Tanto più all'indomani di eventi che "rischiano di cambiare irrimediabilmente il destino della regione mediorientale" e che "sono il segno tangibile di un caos in cui incidono variabili articolate e complesse, in una cornice peraltro in cui l'onda lunga delle Primavere arabe ha ancora un peso determinante".

Secondo il titolare della Farnesina "non è infatti accettabile che in merito ai focolai di questi giorni, qualcuno tenti di polarizzare il dibattito pubblico intorno al dualismo emotivo della paura e, dunque, della violenza" e, nel merito, "La riflessione deve inevitabilmente essere più profonda". Per Di Maio "non ci sono parti in causa per cui tifare", bensì "alleanze, come quella Atlantica, che contribuiscono a tracciare la strada da seguire" nella volontà "di porsi come mediatori e facilitatori di un dialogo che, soprattutto in Libia, non deve e non può restare ancorato al palo" perché per il nostro Paese "la Libia, prima di ogni cosa, è un tema di sicurezza nazionale".

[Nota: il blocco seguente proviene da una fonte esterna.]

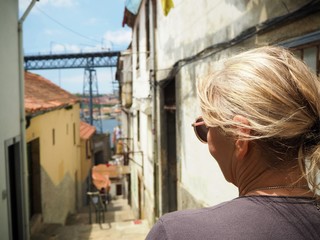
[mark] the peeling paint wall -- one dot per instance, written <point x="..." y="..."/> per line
<point x="58" y="133"/>
<point x="189" y="42"/>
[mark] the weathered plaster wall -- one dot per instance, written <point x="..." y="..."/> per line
<point x="60" y="161"/>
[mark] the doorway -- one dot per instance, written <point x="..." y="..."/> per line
<point x="170" y="176"/>
<point x="33" y="151"/>
<point x="15" y="188"/>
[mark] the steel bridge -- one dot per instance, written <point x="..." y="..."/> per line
<point x="71" y="60"/>
<point x="88" y="61"/>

Ed è pertanto questa convinzione che ha spinto il ministro degli Esteri italiano "a intraprendere un'azione di ricongiungimento delle posizioni di tutti i partner europei, con la consapevolezza che il processo di Berlino sia una tappa fondamentale, ma anche che sia una tappa da calendarizzare al più presto". Dunque, si tratta di un primo passo "su cui non bisogna entusiasmarsi, ma che non bisogna sottovalutare perché ha riaperto una strada che fino a ieri sembrava chiusa". Dopo aver elencato tutto quel che il governo sta facendo per risolvere il caso Libia Di Maio scrive che "c'è chi continua a dire che siamo arrivati con ritardo, che i tempi sono stretti, che ormai non c'è più nulla da fare".

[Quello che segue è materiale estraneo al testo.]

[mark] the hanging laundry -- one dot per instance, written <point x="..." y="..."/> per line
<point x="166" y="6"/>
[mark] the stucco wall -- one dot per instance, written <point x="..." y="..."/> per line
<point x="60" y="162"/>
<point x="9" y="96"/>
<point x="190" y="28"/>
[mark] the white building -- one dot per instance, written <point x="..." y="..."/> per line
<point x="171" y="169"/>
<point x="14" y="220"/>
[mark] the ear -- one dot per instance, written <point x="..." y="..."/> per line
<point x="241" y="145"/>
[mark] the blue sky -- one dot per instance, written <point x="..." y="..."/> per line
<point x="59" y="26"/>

"Posso condividere le prime due valutazioni, non la terza" scrive risoluto il ministro, perché prima di tutto in qualità di titolare del dicastero della Farnesina ma "anche da cittadino di questo Paese" dice di aver "dei doveri cui adempiere, indipendentemente dalle critiche e dagli attacchi gratuiti che quotidianamente mi si rivolgono". Di Maio si dice convinto che l'Italia "dopo qualche silenzio di troppo, oggi abbia ancora molto da dire" ma "deve solo ritrovare fiducia in se stessa, abbandonare i colori delle proprie bandierine politiche e giocare, come ho già detto, da squadra". "Solo a quel punto riusciremo a misurare realmente il nostro valore nel mondo", conclude il ministro degli Esteri.